There’s not much to nitpick at in terms of design; it’s sleek and simple. The R7 is thin, but it isn’t R5 anorexic at 6.3mm. That’s a good thing though, as it allows for the return of the headphone jack, which everyone who has to endure the white noise of the daily commute will truly appreciate.
We’re not quite buying the the whole “violin arc” design description, but the R7 has fine design features if you know where to look. It’s in the glint of silver running alongside the edges of the phone, it’s in the subtle curves of its corners. It’s not form without function either. The burnished metal back of the R7 gives you a better handle on what would otherwise be a slippery eel of a phone. It’s 148g of solid unibody slimness that feels a lot more premium than it actually costs.
Your eyes will crackle from how crisp the R7’s display is. If you think the iPhone 6’s Retina HD display is great, the R7’s 1080p AMOLED screen will melt your sockets with 445ppi of pixel perfection. Colours show up bright and accurate and images are so razor sharp, you won’t feel like you’re straining your eyes which is important for smaller-screened phones. Possibly even good enough to not hate watching a three-hour LOTR film on it.
And if your peepers should get weary, the R7 comes with a thoughtful Eye Protection Display setting. Enabling it will filter out the apparently harmful shortwave blue light to help make your viewing experience more comfortable. That’s something everyone who has to reply countless emails all on their smartphones can appreciate.
Constructive criticism-forged ColorOS 2.1
The message is clear - Oppo is listening with the new update to the ColorOS. They’ve heard your complaints and are making the necessary steps in the right direction with ColorOS 2.1’s philosophy of simplicity reflected through its cleaned-up icons, reduction of system crashes, and faster app bootups.

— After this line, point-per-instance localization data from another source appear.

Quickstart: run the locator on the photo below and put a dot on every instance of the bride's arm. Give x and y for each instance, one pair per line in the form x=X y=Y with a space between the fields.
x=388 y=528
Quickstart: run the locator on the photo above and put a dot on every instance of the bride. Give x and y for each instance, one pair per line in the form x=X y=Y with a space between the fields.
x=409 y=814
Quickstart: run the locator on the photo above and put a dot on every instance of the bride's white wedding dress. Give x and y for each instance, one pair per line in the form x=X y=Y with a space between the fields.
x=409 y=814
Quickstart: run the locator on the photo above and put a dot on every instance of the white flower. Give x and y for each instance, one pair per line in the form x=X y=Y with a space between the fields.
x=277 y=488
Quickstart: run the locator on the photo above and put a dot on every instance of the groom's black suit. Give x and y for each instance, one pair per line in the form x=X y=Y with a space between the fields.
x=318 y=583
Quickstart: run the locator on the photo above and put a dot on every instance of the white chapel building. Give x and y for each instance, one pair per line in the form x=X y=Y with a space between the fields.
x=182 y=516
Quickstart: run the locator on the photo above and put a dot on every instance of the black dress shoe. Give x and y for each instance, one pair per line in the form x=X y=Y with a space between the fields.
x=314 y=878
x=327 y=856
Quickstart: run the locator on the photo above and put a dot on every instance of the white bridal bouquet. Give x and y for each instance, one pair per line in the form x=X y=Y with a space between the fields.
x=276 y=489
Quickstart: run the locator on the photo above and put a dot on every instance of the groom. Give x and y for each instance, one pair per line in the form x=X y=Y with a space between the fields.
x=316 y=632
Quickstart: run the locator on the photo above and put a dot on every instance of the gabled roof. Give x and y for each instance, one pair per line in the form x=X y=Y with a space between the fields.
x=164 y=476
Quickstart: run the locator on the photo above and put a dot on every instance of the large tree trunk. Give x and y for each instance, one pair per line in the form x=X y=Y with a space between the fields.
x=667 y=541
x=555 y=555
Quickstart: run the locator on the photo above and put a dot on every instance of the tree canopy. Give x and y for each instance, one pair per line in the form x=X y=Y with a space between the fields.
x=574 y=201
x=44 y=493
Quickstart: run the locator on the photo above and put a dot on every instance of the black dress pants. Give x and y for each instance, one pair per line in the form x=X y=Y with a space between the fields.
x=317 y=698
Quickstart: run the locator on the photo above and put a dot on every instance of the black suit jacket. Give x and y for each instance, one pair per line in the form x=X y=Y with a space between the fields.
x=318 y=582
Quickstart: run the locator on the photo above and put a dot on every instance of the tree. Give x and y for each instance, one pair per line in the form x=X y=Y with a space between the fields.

We like the makeover, or should we say the makeunder? The interface has been scrubbed and glimmers with focus. The immediate shooting screen on the camera app only has two modes (photo and video) for you to swipe through to quickly land the shot you're after. Even the expert mode isn’t cluttered with too many options at one time, just an overlay with the necessary slider settings.
ColorOS 2.1 might still have some work to do, but it’s an encouraging start. Launching apps was snappy but we’ll have to weigh the system down with our regular app load and put it through real world usage to see if the increment of 3GB RAM really makes the difference they said it would.
The 2320mAh battery it's packing isn't something to scoff at either, and coupled with the formidable VOOC charging tech, makes this a pretty good choice for users who can't last five seconds without using their phone.
We’re impressed. If you’re a big fan of smartphone photography, the R7’s super responsive camera will more than fulfil all your snappy needs. Booting up the camera app is quickdraw-fast. Just tap the camera icon and it will launch so instantly that if you blink, you'll miss it.
The endless number of modes instead of a one-snap sharpshooter type of camera might be a little frustrating to some, but the sheer variety of modes available gives everybody something to work with. Besides the usual Beautify and HDR modes, you also get quirky options to make GIFs (tapping the button will fire off a string of succession shots for six seconds) and shoot double exposure snaps. Taking normal snaps is extremely responsive, but we noticed a little lag when firing off the first in a string of burst shots so you might miss the beginning of what you're trying to fast-capture.
At 2499 CNY (S$540), the Oppo R7 makes a pretty compelling case for itself. However, it only comes in a choice-restricting 16GB. You can right the wrong via its expandable memory of up to 128GB, but we'd have prefer it come naturally in the first place. Well-built with an improved ColorOS experience makes this an equally captivating device as the R7 Plus, even without the extra features.